Teller’s images take a frank relish in the specifics of surfaces, in the half-repulsive glisten on a piece of seafood, in mottled skin, body hair, the granularity of dirt, talcum on the nappy zone of his baby son.
6a have a comparable but gentler fascination with the tactility of building materials. Teller combines an openness to chance with a will to be exacting when it matters. As I know from having commissioned 6a myself, for a domestic extension that is all wood rather than Teller’s all concrete, so do they. In Teller’s building, for example, they took care to match the width of the board marks on the concrete with that of the actual timber of the doors. They set up barely noticeable echoes, as with a certain splayed shape that appears as a brass door-pull, a concrete hood over the place where the charger for an electric car is placed, and the housing for roller shutters.

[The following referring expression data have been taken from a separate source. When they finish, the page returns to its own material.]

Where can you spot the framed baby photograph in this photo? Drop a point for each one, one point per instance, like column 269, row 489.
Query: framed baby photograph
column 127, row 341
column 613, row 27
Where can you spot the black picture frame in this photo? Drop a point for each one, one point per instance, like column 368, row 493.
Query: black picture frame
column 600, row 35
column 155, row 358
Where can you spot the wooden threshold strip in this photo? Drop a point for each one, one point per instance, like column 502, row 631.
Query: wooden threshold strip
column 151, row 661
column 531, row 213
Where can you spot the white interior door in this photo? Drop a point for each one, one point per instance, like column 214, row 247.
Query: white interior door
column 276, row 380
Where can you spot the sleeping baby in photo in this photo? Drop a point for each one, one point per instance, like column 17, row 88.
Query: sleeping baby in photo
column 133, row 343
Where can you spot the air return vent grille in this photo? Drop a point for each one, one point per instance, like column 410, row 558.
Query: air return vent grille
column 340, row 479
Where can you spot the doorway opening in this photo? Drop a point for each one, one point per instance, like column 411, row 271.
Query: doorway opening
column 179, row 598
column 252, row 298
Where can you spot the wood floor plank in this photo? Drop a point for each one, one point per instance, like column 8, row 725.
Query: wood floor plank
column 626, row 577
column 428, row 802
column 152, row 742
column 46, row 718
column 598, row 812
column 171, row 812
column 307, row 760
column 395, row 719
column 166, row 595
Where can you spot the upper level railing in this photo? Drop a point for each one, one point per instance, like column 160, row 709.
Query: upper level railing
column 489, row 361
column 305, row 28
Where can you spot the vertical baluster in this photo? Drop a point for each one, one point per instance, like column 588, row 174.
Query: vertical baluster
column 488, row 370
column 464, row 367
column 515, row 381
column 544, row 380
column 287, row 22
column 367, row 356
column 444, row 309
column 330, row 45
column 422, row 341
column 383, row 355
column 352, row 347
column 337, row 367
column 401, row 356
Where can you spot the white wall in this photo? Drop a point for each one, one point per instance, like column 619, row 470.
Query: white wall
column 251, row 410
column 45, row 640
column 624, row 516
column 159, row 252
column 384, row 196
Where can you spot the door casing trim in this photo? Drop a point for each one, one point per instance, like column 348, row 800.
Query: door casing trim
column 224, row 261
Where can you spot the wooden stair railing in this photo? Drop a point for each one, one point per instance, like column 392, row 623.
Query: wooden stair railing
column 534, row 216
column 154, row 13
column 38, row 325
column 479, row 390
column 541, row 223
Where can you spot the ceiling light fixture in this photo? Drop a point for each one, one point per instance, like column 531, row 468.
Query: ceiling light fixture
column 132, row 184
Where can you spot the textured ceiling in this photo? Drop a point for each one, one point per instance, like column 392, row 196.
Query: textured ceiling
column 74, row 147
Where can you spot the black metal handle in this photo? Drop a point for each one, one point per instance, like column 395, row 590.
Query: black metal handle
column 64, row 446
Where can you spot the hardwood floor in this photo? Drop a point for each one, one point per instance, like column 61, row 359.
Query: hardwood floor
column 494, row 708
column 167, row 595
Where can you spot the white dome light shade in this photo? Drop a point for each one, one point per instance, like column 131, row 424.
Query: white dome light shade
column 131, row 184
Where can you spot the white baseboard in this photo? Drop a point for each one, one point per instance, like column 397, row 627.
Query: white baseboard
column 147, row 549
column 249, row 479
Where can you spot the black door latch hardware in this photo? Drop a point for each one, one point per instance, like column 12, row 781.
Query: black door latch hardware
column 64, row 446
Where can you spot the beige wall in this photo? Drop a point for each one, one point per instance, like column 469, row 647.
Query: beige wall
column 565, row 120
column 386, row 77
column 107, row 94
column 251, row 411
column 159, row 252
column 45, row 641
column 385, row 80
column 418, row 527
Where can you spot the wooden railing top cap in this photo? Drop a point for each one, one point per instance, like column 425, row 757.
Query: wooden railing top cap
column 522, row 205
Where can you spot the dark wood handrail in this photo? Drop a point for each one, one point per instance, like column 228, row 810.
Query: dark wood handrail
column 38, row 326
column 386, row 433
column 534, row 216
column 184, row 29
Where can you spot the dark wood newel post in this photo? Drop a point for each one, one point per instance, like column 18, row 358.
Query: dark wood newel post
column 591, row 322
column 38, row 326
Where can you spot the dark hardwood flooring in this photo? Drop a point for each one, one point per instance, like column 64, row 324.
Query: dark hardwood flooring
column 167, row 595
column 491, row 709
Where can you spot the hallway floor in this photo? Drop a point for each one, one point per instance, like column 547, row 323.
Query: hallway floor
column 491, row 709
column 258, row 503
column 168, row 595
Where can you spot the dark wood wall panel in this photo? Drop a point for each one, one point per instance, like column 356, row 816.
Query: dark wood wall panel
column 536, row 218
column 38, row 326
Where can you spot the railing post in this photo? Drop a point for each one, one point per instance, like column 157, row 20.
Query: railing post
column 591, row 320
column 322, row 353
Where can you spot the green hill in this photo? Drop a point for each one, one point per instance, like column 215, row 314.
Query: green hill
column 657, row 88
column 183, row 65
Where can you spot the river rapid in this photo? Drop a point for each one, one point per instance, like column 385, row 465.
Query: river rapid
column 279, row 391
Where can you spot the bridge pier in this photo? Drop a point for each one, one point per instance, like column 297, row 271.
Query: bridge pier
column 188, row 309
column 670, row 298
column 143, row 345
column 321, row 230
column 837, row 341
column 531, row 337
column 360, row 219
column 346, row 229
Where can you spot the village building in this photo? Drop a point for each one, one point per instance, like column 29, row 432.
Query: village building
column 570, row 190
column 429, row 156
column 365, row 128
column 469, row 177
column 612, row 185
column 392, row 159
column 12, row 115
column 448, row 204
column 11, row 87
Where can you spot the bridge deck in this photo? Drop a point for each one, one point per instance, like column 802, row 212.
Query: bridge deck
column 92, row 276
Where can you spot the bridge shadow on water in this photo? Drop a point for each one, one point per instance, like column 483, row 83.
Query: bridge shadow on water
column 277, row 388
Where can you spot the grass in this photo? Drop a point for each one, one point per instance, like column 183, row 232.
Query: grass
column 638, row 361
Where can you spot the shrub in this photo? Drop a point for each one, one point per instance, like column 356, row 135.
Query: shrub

So the building and its uses are complementary and unfold over time. It deals nicely with architecture’s generative paradox, which is that it is about creating a fixed and stable object that also, as both a construction site and an inhabited place, is in constant flux. It shows how architecture works as a background to life, without being inert and boring. “I use this place in a very inspiring way,” as Teller puts it, “and wherever I go it looks fresh to me. I shoot anywhere. I like it that I can do a lot of things here and make them totally new.”
No donkeys were harmed in the writing of this article.